DNA double-strand breaks can be counted as discrete foci by imaging techniques. In personalized medicine and pharmacology, the analysis of counting data is relevant for numerous applications, e.g., for cancer and aging research and the evaluation of drug efficacy. By default, it is assumed to follow the Poisson distribution. This assumption, however, may lead to biased results and faulty conclusions in datasets with excess zero values (zero-inflation), a variance larger than the mean (overdispersion), or both. In such cases, the assumption of a Poisson distribution would skew the estimation of mean and variance, and other models like the negative binomial (NB), zero-inflated Poisson or zero-inflated NB distributions should be employed. The model chosen has an influence on the parameter estimation (mean value and confidence interval). Yet the choice of the suitable distribution model is not trivial.
To support, simplify and objectify this process, we have developed the countfitteR software as an R package. We used a Bayesian approach for distribution model selection and the shiny web application framework for interactive data analysis.
We show the application of our software based on examples of DNA double-strand break count data from phenotypic imaging by multiplex fluorescence microscopy. In analyzing numerous datasets of molecular pharmacological markers (phosphorylated histone H2AX and p53 binding protein), countfitteR demonstrated an equal or superior statistical performance compared to the usually employed two-step procedure, with an overall power of up to 98%. In addition, it still gave information in cases with no result at all from the two-step procedure. In our data sample we found that the NB distribution was the most frequent, with the Poisson distribution taking second place.

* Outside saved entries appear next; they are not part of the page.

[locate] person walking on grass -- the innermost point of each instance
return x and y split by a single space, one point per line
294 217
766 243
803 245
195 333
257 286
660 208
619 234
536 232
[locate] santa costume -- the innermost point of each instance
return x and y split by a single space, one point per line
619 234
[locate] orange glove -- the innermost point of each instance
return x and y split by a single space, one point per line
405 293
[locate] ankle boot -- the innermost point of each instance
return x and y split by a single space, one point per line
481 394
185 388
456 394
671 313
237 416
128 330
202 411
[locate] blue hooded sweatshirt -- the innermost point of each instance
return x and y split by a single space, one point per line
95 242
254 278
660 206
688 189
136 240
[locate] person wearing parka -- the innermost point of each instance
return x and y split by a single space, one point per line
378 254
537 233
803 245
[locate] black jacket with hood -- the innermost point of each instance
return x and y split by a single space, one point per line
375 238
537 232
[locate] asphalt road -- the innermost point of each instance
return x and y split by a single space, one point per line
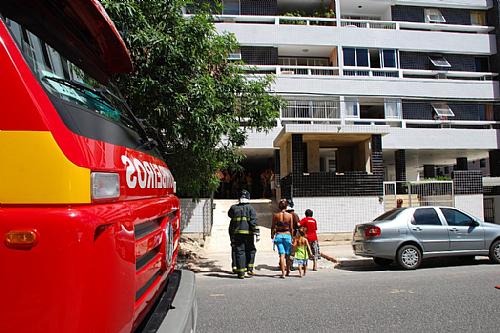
441 296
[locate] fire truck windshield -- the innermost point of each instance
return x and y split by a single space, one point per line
73 91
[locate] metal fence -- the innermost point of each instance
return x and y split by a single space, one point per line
489 209
421 193
208 217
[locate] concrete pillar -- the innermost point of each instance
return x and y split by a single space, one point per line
313 156
494 163
462 163
377 157
284 158
400 165
429 171
298 154
400 168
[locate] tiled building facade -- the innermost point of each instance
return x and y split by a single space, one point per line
379 91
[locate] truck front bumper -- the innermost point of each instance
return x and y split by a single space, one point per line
177 309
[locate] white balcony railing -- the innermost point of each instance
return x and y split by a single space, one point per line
344 23
365 72
392 122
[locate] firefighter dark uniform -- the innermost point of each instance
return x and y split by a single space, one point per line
242 230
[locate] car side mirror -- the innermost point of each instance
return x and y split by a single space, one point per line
474 223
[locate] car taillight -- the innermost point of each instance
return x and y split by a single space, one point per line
372 231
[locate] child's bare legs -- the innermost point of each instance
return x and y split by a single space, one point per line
282 264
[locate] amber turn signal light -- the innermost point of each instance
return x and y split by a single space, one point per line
21 239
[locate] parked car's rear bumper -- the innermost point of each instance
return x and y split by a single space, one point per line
379 248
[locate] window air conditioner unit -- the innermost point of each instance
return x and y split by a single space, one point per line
234 56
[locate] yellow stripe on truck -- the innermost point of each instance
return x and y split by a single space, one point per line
34 170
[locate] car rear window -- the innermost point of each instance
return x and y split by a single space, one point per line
389 215
456 218
426 216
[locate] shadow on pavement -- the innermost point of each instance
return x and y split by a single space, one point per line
269 268
370 266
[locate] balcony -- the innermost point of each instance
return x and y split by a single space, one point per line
349 23
360 112
366 73
311 31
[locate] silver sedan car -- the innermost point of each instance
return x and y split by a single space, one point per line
406 235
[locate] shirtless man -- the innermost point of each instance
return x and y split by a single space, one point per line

countfitteR can perform an automated distribution model selection and thus support the data analysis and lead to objective statistically verifiable estimated values. Originally designed for the analysis of foci in biomedical image data, countfitteR can be used in a variety of areas where non-Poisson distributed counting data is prevalent.
DNA双链断裂可通过成像技术计为离散的病灶。在个性化医学和药理学中,计数数据分析在众多应用中具有相关性,例如癌症和衰老研究以及药物疗效评估。默认情况下,假定其遵循泊松分布。然而,在具有过多零值(零膨胀)、方差大于均值(过度离散)或两者兼有的数据集中,这一假设可能导致有偏差的结果和错误的结论。在这种情况下,泊松分布的假设会使均值和方差的估计产生偏差,应采用其他模型,如负二项分布(NB)、零膨胀泊松分布或零膨胀NB分布。所选模型会对参数估计(均值和置信区间)产生影响。然而,选择合适的分布模型并非易事。
为了支持、简化并使这一过程客观化,我们开发了countfitteR软件作为一个R包。我们采用贝叶斯方法进行分布模型选择,并使用闪亮的网络应用框架进行交互式数据分析。
我们基于多重荧光显微镜表型成像的DNA双链断裂计数数据示例展示了我们软件的应用。在分析众多分子药理学标志物(磷酸化组蛋白H2AX和p53结合蛋白)的数据集时,countfitteR与通常采用的两步法相比,表现出同等或更优的统计性能,总体效能高达98%。此外,在两步法完全没有结果的情况下,它仍能提供信息。在我们的数据样本中,我们发现NB分布最为常见,泊松分布位居第二。
countfitteR可以执行自动分布模型选择,从而支持数据分析并得出客观的、经统计验证的估计值。countfitteR最初设计用于分析生物医学图像数据中的病灶,可用于非泊松分布计数数据普遍存在的各种领域。